Trust me when I say, if your ALK and Calcium are out, either way, you can kill corals with it.


----------



## Goby (Mar 21, 2012)

dvanbramer88 said:


> What exactly does "dosing" copepods do? It provides something living in the tank that's food for all? Any other benefits? And are they really alive in the bottle?
> 
> And anyway, I'll have to make it back down to the LFS and check out what they have. They're listed as a retailer of the tigger-pods product. And they have literally every brand of the "water care" products so i bet they have the continuum too.
> 
> Thanks


Just an FYI...

If you're going to buy pods, I've had great luck with these...

Live Saltwater Food for your Fish and Corals | Reefs2go.com

There will be a lot of amphipods and many will be pregnant. You won't see many copepods, but they're in there. reefcleaners.com has straight copepods that are a good deal too, but the pods from reefs2go are hardy strains and offer a lot of bang for the buck IMO.


----------



## dvanbramer88 (Jul 23, 2011)

Goby said:


> Just an FYI...
> 
> If you're going to buy pods, I've had great luck with these...
> 
> ...


Looks like a good deal to me. The free shipping part makes it. I think I will end up getting those soon. Thanks for the tip *thumbsup thanx


----------



## dvanbramer88 (Jul 23, 2011)

Just got my water tested at the LFS. I'll buy the reef kit sooner or later. It's expensive. 

Calcium 440 ppm 
KH 10.5
Phosphate .25
Nitrate 0ppm 

Woman (owner) at the LFS says my xenia could be suffering from lack of Nitrate.

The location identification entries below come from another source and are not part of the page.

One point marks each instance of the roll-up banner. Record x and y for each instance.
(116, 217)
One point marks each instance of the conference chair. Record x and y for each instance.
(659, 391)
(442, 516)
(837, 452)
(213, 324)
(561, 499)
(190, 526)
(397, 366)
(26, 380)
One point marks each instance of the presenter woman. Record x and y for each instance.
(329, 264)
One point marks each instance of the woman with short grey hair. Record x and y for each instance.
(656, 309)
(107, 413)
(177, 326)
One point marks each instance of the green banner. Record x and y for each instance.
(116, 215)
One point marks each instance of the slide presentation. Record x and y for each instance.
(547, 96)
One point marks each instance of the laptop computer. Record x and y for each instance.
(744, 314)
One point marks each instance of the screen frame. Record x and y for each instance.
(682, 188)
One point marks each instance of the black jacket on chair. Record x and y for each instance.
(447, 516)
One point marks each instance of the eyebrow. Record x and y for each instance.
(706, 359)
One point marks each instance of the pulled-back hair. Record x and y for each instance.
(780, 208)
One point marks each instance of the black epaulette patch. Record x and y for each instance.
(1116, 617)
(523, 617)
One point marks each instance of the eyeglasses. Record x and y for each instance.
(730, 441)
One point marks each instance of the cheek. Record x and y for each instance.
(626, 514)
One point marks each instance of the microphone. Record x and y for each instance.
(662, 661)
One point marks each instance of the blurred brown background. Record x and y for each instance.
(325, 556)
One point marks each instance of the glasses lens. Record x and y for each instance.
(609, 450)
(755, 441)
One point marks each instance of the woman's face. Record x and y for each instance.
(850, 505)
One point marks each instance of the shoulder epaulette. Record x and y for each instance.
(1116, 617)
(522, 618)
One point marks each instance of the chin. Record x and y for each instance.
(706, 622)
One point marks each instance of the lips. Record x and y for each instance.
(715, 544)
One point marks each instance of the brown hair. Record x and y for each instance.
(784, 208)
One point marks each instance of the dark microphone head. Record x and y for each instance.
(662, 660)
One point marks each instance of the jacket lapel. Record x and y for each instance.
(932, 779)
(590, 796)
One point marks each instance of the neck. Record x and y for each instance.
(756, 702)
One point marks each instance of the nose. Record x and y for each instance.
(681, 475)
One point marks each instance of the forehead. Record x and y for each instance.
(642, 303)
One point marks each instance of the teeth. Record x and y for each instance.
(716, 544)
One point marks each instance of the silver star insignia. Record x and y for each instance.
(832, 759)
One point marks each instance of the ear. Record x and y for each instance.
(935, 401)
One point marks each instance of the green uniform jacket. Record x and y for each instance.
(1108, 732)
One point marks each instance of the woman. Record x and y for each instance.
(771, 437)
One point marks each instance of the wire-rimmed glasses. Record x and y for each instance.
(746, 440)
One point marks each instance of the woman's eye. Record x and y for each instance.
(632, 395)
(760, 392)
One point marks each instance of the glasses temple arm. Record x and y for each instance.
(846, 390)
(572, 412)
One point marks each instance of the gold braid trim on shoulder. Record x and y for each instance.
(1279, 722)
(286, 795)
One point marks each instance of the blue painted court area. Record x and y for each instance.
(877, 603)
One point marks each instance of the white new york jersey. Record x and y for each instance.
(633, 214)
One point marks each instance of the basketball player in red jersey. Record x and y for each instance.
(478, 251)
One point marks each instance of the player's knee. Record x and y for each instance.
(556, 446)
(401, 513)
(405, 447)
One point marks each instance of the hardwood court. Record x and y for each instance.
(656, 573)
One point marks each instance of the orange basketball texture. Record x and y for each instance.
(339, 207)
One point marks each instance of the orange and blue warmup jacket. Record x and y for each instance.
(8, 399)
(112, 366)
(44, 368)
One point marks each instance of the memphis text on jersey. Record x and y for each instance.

Also found out my hydrometer is a little off. She used a refractometer and determined my water 1.027. I thought it was in the 1.025 ballpark.


----------



## dvanbramer88 (Jul 23, 2011)

Little update: Yellow polyps and the trumpet coral are doing very well. Kenya tree grew some more. The toadstool leather is healthy. My xenia is pretty much dead and shriveled up. I hope when I finally get some nitrate it'll bounce back. 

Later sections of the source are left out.